I'm not sure now where I read about this book--whether it was suggested to me on Good Reads or whether I came across it in some other work--but it was not nearly as interesting as I thought it might be. Devol's work is not an autobiography in a standard sense. Had it been, I might well have liked it. Instead, it is a collection of anecdotes about his life, more or less put down in the order in which he recalls them. There is no chronology, no narrative development. And many of the anecdotes are so similar in form that they become hard to distinguish from one another: Devol walks onto a boat (or a train), meets up with his partner, and plays cards with a group of suckers who don't know that Devol and the partner are in cahoots. Devol is a gambler, he says, but he doesn't seem to gamble much at all--he seems more often simply to be a cheater and a conman. Lose a few rounds to your friend, get everyone else thinking you're no good at the game, and then whallop them with a huge take at the end. And be sure to mark your cards.

The more I read, the more I despised this man, who thinks himself generous when he hands back enough money for some poor sucker to get home on, having taken him for all else he was worth. Sorry you won't get to buy that ranch you were looking forward to moving to or go duck hunting with that new gun you purchased or travel around the United States, having come here from Europe. Sure, one can argue that the people who agree to gamble with Devol are responsible for choosing to do so in the first place and thinking that they could cheat Devol out of his own cash, but sometimes, in reading, I found my heart renching for all that such men sometimes lost.

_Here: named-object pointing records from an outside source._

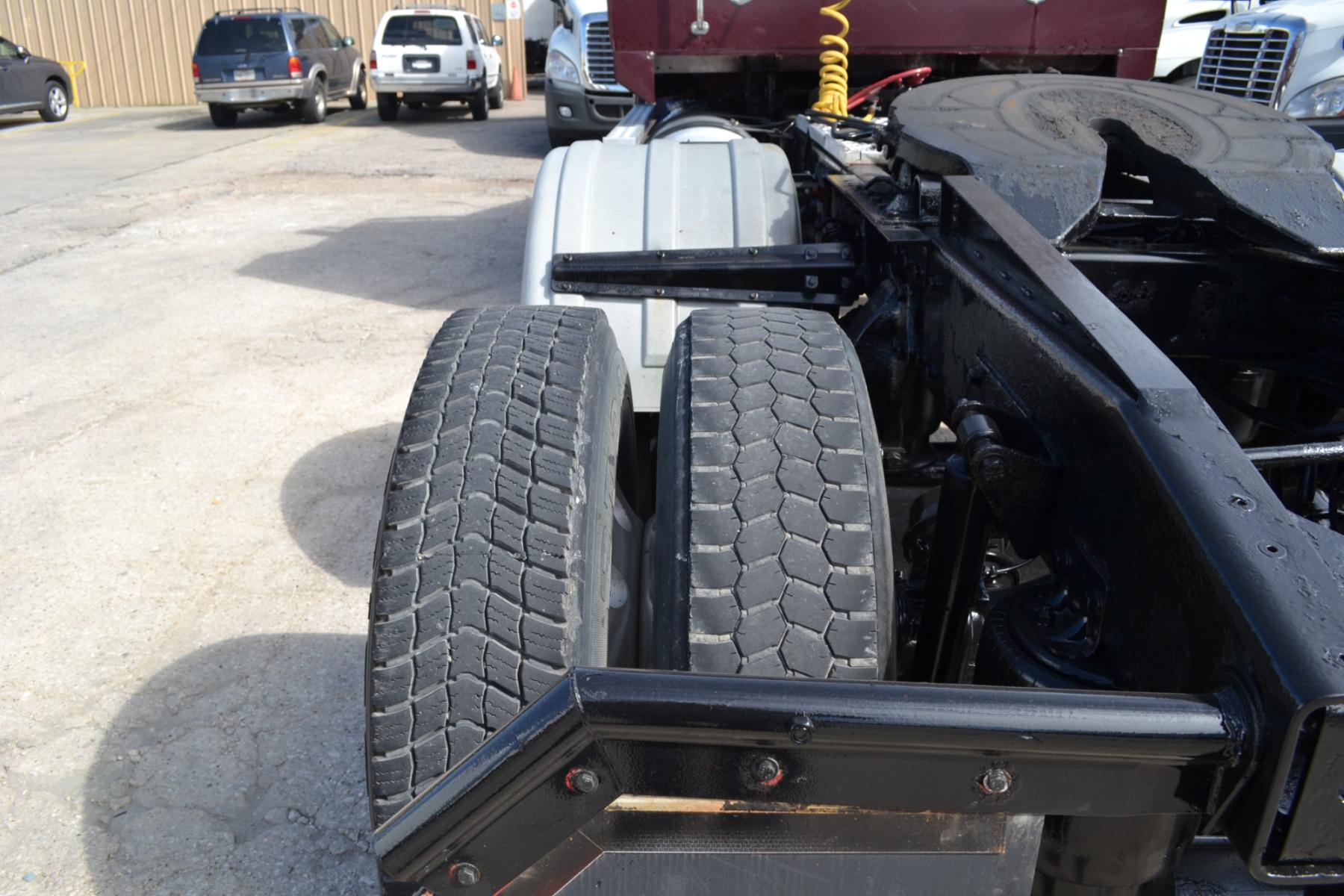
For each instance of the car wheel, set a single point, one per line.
(505, 529)
(359, 96)
(58, 102)
(223, 116)
(315, 108)
(480, 105)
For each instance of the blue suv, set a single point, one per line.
(275, 60)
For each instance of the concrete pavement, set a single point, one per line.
(208, 343)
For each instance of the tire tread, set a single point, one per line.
(472, 608)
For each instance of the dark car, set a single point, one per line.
(276, 60)
(33, 84)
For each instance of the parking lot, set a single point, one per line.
(208, 340)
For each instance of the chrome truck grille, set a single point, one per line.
(598, 58)
(1249, 65)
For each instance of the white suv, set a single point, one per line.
(430, 54)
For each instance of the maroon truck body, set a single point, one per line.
(655, 43)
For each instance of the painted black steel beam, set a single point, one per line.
(1210, 579)
(902, 747)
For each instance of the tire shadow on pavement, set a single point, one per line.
(332, 499)
(238, 768)
(420, 262)
(512, 136)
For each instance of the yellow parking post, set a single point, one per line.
(75, 69)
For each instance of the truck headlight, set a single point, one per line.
(1323, 101)
(559, 67)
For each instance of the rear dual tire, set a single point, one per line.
(508, 532)
(494, 563)
(774, 541)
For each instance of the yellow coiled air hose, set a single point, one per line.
(833, 93)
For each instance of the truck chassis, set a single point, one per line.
(1121, 629)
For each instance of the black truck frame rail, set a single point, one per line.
(604, 734)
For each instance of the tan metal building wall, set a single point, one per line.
(137, 53)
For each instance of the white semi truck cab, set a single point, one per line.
(1288, 55)
(582, 96)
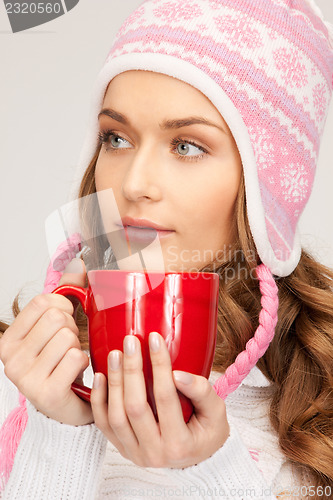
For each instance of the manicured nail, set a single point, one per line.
(183, 377)
(114, 360)
(154, 341)
(129, 345)
(74, 266)
(97, 380)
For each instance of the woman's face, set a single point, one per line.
(167, 168)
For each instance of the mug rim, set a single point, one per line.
(155, 273)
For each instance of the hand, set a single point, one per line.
(42, 355)
(126, 419)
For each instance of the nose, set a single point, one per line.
(142, 179)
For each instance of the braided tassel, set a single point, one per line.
(258, 344)
(14, 425)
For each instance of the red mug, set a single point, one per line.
(182, 307)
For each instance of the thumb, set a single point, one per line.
(202, 395)
(74, 274)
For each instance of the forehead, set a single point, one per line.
(158, 92)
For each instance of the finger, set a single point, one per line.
(55, 350)
(69, 367)
(198, 389)
(26, 353)
(33, 311)
(74, 273)
(137, 408)
(99, 404)
(46, 327)
(116, 409)
(168, 406)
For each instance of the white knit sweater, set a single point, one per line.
(56, 461)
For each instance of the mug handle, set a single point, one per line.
(81, 294)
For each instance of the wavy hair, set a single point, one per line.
(299, 358)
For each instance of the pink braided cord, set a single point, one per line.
(258, 344)
(15, 423)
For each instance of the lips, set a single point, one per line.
(143, 230)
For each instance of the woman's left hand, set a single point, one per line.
(122, 413)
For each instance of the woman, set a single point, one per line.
(242, 187)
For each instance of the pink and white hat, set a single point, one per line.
(267, 66)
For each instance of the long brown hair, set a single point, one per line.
(299, 359)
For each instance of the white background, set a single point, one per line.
(47, 74)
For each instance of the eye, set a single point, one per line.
(116, 141)
(184, 148)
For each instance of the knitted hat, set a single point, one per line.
(267, 66)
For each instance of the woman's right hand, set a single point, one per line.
(42, 355)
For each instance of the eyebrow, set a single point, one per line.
(166, 125)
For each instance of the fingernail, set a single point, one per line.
(154, 341)
(183, 377)
(129, 345)
(114, 360)
(74, 266)
(97, 380)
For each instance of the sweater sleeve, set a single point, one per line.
(230, 473)
(55, 461)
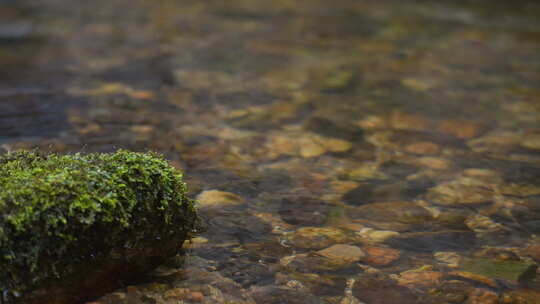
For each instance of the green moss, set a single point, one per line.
(59, 211)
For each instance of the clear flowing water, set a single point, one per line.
(341, 152)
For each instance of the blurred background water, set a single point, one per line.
(341, 152)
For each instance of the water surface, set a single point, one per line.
(342, 152)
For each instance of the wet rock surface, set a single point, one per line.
(406, 130)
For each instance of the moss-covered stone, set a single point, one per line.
(74, 226)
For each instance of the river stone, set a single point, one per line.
(407, 213)
(434, 241)
(457, 193)
(316, 238)
(380, 289)
(215, 198)
(347, 253)
(75, 226)
(512, 271)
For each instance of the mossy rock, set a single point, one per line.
(75, 226)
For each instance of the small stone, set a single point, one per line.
(513, 271)
(338, 81)
(521, 190)
(213, 198)
(423, 148)
(403, 121)
(460, 128)
(310, 148)
(377, 236)
(418, 84)
(433, 162)
(482, 224)
(474, 277)
(434, 241)
(372, 122)
(381, 256)
(142, 129)
(458, 193)
(196, 296)
(367, 171)
(482, 296)
(347, 253)
(176, 294)
(533, 251)
(380, 289)
(420, 279)
(531, 141)
(336, 145)
(316, 237)
(522, 296)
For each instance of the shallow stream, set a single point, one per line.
(342, 151)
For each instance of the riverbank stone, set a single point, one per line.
(73, 227)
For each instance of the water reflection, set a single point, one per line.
(341, 152)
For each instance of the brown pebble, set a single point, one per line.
(380, 256)
(342, 252)
(533, 251)
(404, 121)
(423, 148)
(176, 294)
(460, 128)
(196, 296)
(415, 279)
(482, 296)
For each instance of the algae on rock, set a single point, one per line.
(73, 226)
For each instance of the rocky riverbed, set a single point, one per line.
(347, 152)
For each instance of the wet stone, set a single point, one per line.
(370, 192)
(420, 278)
(304, 211)
(407, 213)
(434, 241)
(482, 296)
(278, 295)
(457, 193)
(427, 148)
(346, 253)
(339, 81)
(405, 121)
(376, 236)
(380, 289)
(460, 128)
(215, 198)
(316, 238)
(512, 271)
(329, 128)
(531, 142)
(380, 256)
(449, 258)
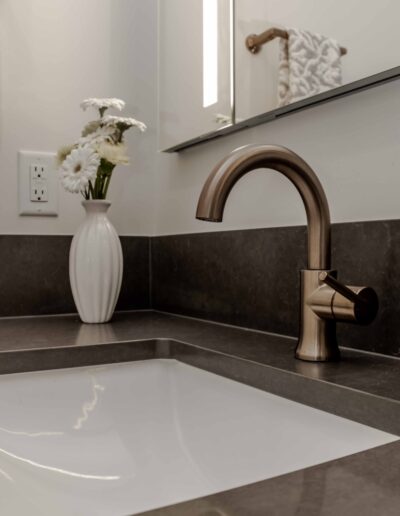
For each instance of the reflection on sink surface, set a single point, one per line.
(125, 438)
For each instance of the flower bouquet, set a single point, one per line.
(86, 168)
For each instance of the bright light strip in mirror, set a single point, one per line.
(210, 52)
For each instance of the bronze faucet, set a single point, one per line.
(324, 300)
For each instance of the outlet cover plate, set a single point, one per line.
(27, 160)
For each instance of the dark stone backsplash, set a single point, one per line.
(251, 278)
(34, 277)
(247, 278)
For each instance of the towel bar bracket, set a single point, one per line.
(254, 42)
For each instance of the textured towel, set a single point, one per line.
(309, 64)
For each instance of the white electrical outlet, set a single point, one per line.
(38, 183)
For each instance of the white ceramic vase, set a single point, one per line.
(96, 265)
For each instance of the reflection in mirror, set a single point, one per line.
(312, 47)
(195, 68)
(286, 55)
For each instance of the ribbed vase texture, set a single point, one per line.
(96, 265)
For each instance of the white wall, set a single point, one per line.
(54, 53)
(48, 63)
(352, 143)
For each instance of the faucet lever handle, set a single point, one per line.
(356, 304)
(345, 291)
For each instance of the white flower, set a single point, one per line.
(103, 104)
(79, 168)
(101, 134)
(115, 121)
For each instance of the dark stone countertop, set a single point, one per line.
(362, 387)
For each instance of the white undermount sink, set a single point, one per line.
(120, 439)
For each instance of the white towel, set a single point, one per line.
(309, 64)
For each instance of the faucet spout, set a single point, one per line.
(251, 157)
(324, 300)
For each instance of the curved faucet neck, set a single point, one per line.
(245, 159)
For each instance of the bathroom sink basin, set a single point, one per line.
(124, 438)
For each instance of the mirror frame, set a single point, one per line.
(328, 96)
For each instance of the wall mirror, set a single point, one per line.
(228, 64)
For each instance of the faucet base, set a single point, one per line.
(317, 342)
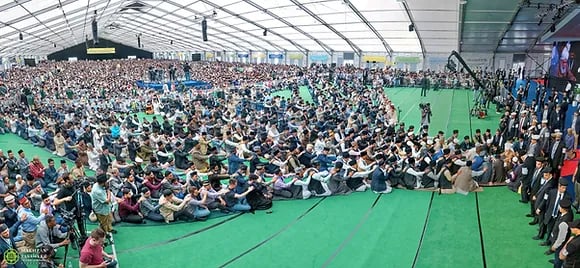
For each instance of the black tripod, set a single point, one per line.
(77, 236)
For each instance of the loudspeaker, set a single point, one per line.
(204, 30)
(95, 32)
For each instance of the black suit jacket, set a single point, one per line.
(104, 162)
(541, 200)
(535, 183)
(181, 160)
(10, 217)
(558, 155)
(5, 247)
(551, 204)
(529, 165)
(568, 217)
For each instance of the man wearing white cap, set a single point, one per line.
(534, 148)
(8, 250)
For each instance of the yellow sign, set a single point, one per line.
(11, 256)
(370, 59)
(295, 56)
(101, 50)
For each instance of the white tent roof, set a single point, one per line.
(238, 25)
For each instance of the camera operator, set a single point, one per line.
(425, 114)
(102, 198)
(93, 254)
(46, 255)
(49, 233)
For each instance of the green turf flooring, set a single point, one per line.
(506, 234)
(452, 236)
(343, 231)
(390, 235)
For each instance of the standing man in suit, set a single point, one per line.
(541, 197)
(556, 153)
(379, 178)
(9, 254)
(527, 173)
(561, 232)
(552, 205)
(424, 85)
(105, 160)
(536, 182)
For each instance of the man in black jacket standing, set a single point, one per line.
(550, 208)
(180, 155)
(561, 232)
(542, 195)
(527, 173)
(536, 182)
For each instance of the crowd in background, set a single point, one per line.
(173, 166)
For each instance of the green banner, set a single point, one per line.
(408, 60)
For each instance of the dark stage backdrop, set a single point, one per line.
(80, 51)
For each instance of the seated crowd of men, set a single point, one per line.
(275, 147)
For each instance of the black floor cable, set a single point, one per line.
(480, 231)
(274, 235)
(352, 233)
(424, 230)
(180, 237)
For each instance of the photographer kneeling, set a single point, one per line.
(49, 233)
(93, 254)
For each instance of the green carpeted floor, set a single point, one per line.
(359, 230)
(452, 235)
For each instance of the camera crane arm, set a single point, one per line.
(460, 59)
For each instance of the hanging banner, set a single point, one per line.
(275, 56)
(295, 56)
(320, 57)
(407, 60)
(382, 59)
(258, 55)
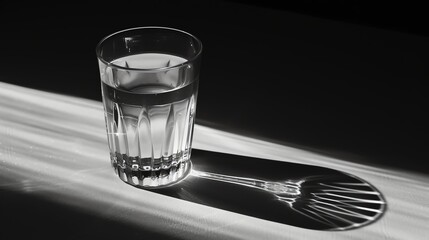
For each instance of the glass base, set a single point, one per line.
(153, 179)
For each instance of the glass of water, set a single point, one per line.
(149, 78)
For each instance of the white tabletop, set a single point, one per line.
(54, 146)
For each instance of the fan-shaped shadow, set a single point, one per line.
(295, 194)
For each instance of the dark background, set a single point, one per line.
(342, 78)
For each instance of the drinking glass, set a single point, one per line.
(149, 82)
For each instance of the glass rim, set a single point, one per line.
(100, 43)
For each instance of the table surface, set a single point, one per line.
(275, 85)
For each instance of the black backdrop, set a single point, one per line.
(342, 79)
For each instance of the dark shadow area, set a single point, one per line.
(300, 195)
(311, 79)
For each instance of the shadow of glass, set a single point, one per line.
(299, 195)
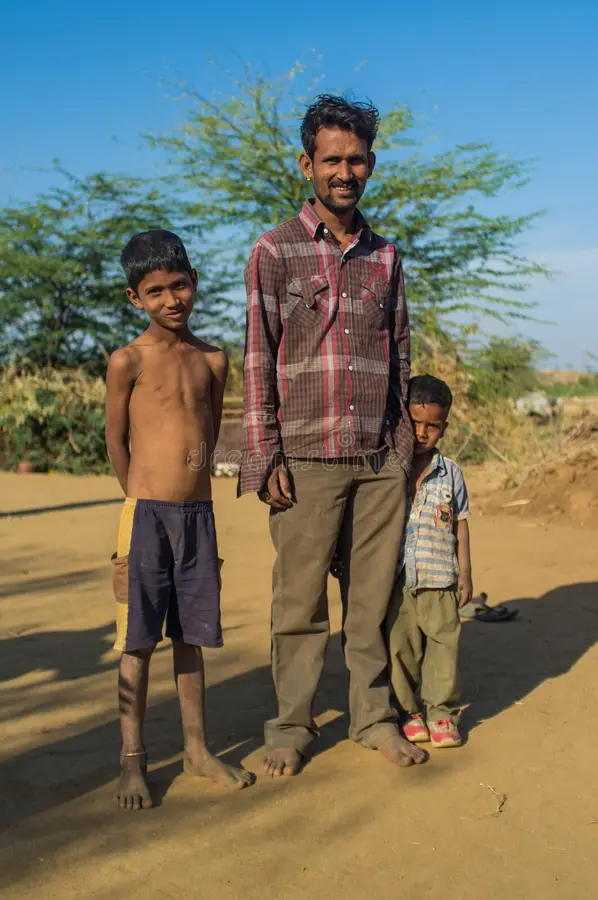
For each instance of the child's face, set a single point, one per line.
(429, 424)
(167, 297)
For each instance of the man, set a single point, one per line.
(327, 439)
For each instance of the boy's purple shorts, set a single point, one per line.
(166, 568)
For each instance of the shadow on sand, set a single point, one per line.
(501, 664)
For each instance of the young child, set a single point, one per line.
(164, 395)
(422, 624)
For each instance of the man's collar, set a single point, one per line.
(314, 225)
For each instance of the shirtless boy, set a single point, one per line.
(164, 395)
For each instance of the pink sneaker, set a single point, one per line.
(416, 730)
(444, 734)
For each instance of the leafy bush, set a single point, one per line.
(54, 419)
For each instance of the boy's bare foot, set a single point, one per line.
(204, 765)
(132, 791)
(282, 761)
(400, 752)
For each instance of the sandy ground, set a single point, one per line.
(350, 826)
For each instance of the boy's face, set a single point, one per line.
(167, 297)
(429, 425)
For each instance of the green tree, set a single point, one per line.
(236, 153)
(62, 300)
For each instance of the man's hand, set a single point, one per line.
(465, 589)
(277, 492)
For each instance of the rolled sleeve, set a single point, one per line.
(460, 495)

Devol also spends a good time writing about his ability to fight--and especially to head butt. I'd thought the latter was something kids gave up by second grade. Devol claims to have a hard head that can take down anyone--but one he's used so frequently that is covered in abrasions.

And yet, the irony is that come Civil War time, Devol spends just a short period in the military, and coming to see the danger in war, runs off to return to gambling--and most especially to despoiling the soldiers who happen to come through New Orleans during and after the war. I can, I suppose, give Devol credit for showing his own dishonor and pure selfishness when it comes to national service.

Whatever I may think of Devol and his profession, Devol seems to think highly of it and of himself. He claims that gamblers are more honest folks than most of society, accepting their losses, when they happen, unlike some who try to recoup their "fairly" squandered money. Gambling, as Devol points out at the end, is something only human beings do, and as such, it shows off human intelligence.